AMCA web payment page breached; Nearly 12 million Quest Diagnostics patients impacted

• The information that could be accessed during the breach includes Social Security numbers, bank account details, credit card numbers, as well as medical information.
• American Medical Collection Agency (AMCA) immediately responded by taking down the web payment page, as well as migrated its web payments portal services to a third-party vendor.

What happened?

American Medical Collection Agency (AMCA), billing service provider, had its web payment page breached, impacting nearly 11.9 million Quest Diagnostic patients’ personal and financial information.

The detailed picture

AMCA first notified Quest Diagnostics on May 14, 2019, that an unauthorized user gained access to its web payment page between August 22, 2018 and March 30, 2019, that contained information AMCA received from various entities, including Quest Diagnostics.

Upon receiving the notification, Quest Diagnostics reported the incident to the U.S. Securities and Exchange Commission.

• As a precautionary measure, Quest Diagnostics suspended sending collection requests to AMCA.
• The diagnostic services provider notified federal and state law enforcement authorities about the incident.
• It is further working closely with its contractors Optum360, AMCA, and third-party security experts to determine the scope and impact of the incident.

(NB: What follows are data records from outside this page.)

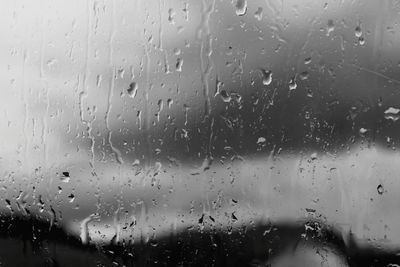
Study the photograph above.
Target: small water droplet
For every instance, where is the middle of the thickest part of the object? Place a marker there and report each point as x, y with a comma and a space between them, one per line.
261, 140
241, 7
71, 198
307, 60
169, 102
363, 131
267, 76
380, 189
179, 63
65, 177
225, 96
292, 84
314, 156
392, 114
304, 75
258, 14
132, 90
330, 27
171, 14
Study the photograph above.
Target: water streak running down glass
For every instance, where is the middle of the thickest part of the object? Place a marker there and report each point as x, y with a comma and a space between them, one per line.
200, 133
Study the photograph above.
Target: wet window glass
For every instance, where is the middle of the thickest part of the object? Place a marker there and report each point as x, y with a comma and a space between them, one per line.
200, 133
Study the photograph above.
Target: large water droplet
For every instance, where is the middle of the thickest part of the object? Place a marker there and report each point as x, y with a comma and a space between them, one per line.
358, 31
132, 90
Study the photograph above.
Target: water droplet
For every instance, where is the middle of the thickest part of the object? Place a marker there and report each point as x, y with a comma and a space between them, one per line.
330, 27
358, 31
225, 96
171, 15
169, 102
267, 76
363, 131
65, 177
361, 40
392, 114
292, 84
258, 14
241, 7
380, 189
132, 90
261, 140
179, 63
314, 156
304, 75
71, 198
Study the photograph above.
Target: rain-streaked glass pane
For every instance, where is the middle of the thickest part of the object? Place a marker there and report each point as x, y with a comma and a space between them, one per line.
200, 133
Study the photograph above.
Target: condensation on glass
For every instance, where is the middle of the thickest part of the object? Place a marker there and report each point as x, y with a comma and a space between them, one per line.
126, 121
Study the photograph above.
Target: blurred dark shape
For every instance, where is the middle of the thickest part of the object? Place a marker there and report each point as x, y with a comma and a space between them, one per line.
32, 242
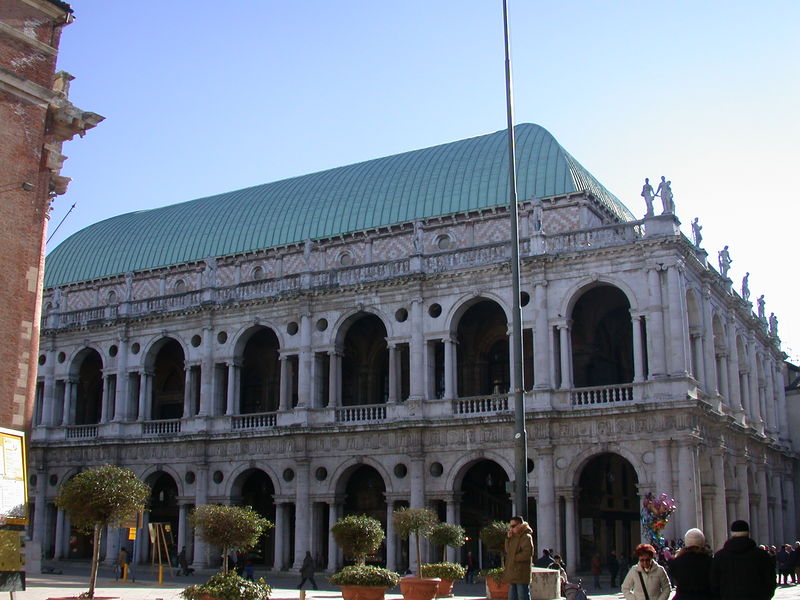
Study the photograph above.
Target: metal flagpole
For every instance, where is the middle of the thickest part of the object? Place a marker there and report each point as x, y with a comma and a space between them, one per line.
520, 437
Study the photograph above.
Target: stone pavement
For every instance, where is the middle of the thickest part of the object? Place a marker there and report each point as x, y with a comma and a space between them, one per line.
75, 577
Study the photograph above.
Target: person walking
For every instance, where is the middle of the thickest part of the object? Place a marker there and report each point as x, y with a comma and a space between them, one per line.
740, 570
691, 567
307, 571
646, 580
519, 559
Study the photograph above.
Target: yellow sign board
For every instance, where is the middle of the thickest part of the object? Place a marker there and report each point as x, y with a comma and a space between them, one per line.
13, 488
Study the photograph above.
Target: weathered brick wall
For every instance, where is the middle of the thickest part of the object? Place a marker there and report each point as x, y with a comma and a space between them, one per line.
27, 63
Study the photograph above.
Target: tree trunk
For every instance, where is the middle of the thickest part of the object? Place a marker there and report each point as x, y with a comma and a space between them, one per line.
95, 560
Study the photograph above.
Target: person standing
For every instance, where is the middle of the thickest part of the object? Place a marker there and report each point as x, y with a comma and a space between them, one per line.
613, 567
647, 580
307, 571
740, 570
690, 568
519, 559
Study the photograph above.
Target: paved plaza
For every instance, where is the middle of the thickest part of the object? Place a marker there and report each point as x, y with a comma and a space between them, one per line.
74, 580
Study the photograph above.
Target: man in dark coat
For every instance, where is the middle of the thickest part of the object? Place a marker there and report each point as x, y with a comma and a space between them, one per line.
740, 570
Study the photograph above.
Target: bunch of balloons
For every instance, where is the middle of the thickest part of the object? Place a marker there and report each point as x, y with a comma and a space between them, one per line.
655, 514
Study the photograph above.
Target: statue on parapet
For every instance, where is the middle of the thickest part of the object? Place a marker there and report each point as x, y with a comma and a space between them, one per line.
725, 261
773, 325
746, 287
762, 314
647, 194
696, 229
665, 193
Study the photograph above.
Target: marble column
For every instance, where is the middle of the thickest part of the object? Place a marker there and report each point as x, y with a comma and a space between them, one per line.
304, 366
734, 394
416, 351
565, 345
678, 337
710, 384
232, 397
743, 510
207, 372
392, 373
541, 338
690, 514
762, 532
449, 369
720, 511
655, 325
570, 520
546, 505
391, 538
280, 526
638, 355
302, 529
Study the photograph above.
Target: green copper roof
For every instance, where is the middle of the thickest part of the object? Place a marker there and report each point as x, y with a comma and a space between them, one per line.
456, 177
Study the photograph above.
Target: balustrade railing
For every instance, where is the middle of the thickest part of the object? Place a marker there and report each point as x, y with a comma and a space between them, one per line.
606, 394
161, 427
480, 405
253, 421
81, 432
361, 414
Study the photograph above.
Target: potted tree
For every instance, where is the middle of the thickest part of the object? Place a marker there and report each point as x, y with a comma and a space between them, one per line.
359, 536
493, 535
443, 535
420, 522
100, 497
229, 528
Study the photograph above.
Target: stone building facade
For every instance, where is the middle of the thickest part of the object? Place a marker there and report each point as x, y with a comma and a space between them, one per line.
36, 119
366, 370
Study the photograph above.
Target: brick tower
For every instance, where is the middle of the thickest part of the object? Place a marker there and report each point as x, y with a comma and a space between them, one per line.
35, 118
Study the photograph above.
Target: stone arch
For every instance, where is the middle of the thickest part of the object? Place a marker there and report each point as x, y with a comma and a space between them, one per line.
243, 335
607, 507
482, 355
467, 301
86, 370
364, 363
455, 474
601, 336
583, 285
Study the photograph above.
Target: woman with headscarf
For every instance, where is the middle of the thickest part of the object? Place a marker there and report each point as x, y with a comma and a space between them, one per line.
690, 569
647, 580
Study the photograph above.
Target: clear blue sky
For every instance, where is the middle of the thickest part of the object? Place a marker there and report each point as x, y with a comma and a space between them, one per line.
204, 97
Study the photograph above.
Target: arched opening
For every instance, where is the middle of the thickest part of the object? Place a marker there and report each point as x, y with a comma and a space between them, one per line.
261, 374
608, 508
482, 356
89, 398
365, 364
163, 506
602, 341
254, 488
169, 380
484, 498
365, 494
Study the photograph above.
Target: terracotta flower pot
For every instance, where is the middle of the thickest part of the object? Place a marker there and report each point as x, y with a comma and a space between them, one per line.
496, 590
419, 588
445, 588
362, 592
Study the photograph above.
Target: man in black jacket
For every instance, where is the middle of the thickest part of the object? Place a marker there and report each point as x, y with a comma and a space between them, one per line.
741, 571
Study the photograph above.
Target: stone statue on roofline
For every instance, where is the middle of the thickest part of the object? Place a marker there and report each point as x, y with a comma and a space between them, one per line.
725, 261
647, 194
665, 192
696, 235
773, 325
762, 313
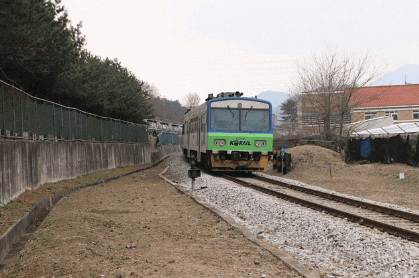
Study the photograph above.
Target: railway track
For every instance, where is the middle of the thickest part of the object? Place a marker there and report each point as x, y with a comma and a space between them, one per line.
395, 222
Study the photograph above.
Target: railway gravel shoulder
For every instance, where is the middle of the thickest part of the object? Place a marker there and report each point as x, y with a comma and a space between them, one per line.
337, 248
283, 256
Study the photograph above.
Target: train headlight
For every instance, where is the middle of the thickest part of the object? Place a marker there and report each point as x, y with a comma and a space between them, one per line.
260, 143
220, 142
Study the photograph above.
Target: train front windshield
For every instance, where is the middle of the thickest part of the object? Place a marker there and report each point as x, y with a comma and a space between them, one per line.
246, 119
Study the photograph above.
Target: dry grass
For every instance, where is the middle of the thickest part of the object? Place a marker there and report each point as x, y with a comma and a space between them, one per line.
379, 182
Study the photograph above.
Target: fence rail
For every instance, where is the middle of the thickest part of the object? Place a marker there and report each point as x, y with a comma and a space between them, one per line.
25, 116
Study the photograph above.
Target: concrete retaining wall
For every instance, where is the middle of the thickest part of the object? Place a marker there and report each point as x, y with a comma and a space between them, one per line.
26, 164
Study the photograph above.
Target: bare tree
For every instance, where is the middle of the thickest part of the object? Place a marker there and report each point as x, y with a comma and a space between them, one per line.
191, 100
326, 87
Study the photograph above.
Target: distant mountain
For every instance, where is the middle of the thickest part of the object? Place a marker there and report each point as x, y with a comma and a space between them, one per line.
408, 73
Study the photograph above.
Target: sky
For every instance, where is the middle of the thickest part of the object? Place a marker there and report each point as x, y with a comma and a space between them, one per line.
211, 46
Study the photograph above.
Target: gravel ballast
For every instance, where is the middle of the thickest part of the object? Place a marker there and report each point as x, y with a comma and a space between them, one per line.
335, 247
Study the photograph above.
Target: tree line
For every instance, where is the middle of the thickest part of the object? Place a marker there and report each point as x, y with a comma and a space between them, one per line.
43, 54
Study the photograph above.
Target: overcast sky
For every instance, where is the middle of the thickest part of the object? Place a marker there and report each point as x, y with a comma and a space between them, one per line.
211, 46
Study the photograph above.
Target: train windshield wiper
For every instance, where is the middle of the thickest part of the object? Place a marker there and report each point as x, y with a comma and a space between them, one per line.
248, 111
230, 111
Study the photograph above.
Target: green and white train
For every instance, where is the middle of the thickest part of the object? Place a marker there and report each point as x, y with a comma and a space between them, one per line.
229, 133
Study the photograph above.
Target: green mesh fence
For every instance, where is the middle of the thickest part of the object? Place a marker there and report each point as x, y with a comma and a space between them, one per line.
22, 115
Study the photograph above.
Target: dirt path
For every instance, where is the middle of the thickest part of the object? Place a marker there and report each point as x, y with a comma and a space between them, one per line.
139, 226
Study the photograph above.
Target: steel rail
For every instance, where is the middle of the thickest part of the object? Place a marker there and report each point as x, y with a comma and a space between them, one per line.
382, 209
390, 229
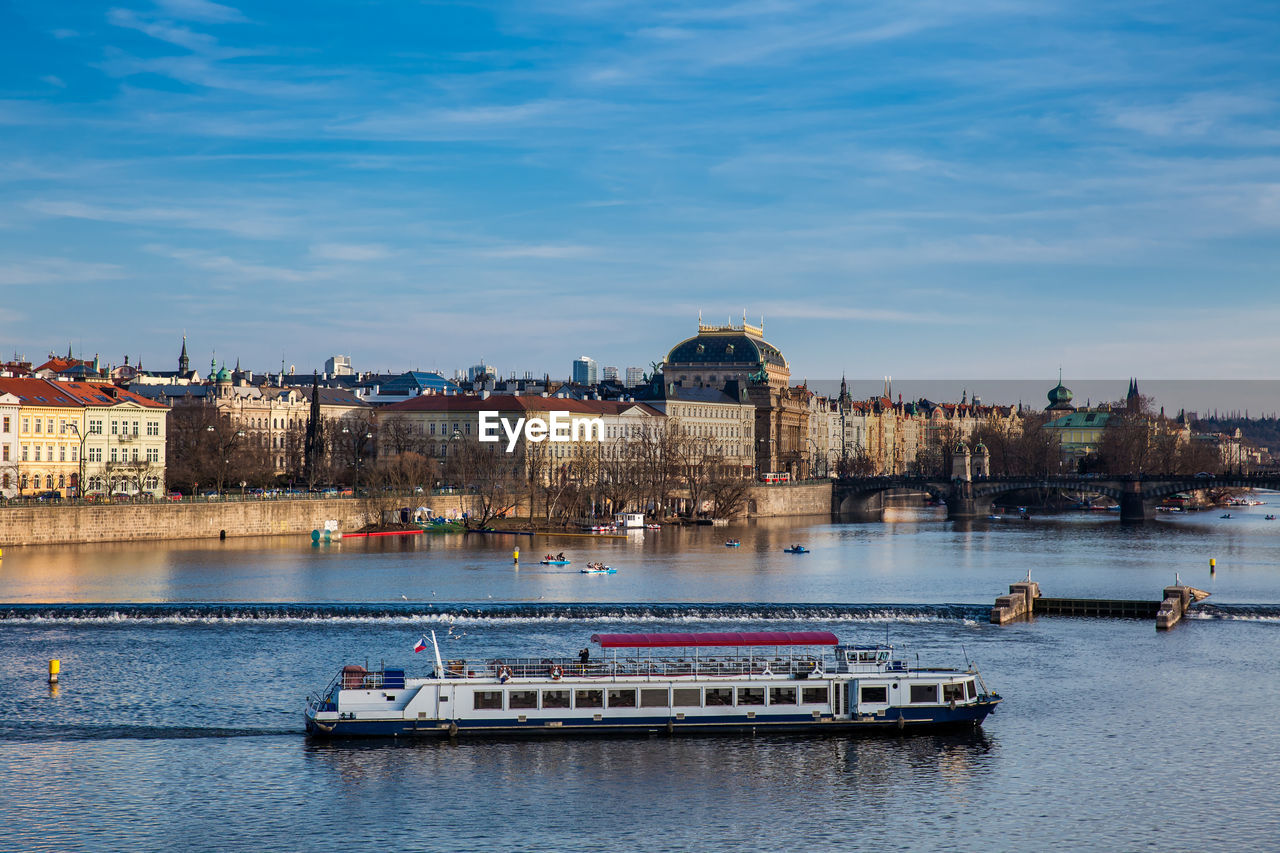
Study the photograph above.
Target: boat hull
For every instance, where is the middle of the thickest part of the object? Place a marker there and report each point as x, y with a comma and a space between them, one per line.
896, 721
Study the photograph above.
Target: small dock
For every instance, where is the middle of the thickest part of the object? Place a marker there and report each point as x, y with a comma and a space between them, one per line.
1024, 601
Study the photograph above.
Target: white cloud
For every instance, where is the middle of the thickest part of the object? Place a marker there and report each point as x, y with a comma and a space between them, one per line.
202, 10
547, 251
350, 251
56, 270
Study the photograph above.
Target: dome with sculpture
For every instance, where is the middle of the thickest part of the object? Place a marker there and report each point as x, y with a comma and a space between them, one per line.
1060, 397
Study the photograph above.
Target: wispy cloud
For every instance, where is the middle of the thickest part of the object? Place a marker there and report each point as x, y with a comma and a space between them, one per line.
56, 270
350, 251
204, 10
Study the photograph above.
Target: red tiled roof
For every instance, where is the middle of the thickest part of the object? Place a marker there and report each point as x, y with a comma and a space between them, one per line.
510, 402
39, 392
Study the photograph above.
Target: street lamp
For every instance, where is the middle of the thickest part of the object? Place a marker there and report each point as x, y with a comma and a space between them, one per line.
357, 446
80, 478
224, 447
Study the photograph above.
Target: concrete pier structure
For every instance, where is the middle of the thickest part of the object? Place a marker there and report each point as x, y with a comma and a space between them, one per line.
1018, 603
1178, 601
1025, 601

“Quest is taking this matter very seriously and is committed to the privacy and security of our patients’ personal information,” Quest Diagnostics told BleepingComputer.

What information was involved?

The information that could be accessed during the breach includes Social Security numbers, bank account details, credit card numbers, as well as medical information. However, laboratory test results were not compromised.

The response from AMCA

• American Medical Collection Agency (AMCA) conducted an internal review and immediately responded by taking down the web payment page.
• The billing service provided also migrated its web payments portal services to a third-party vendor.
• It also retained a forensics firm and security experts to investigate the incident and advise steps to strengthen its systems’ security.

“We have also advised law enforcement of this incident. We remain committed to our system’s security, data privacy, and the protection of personal information,” AMCA said in a statement.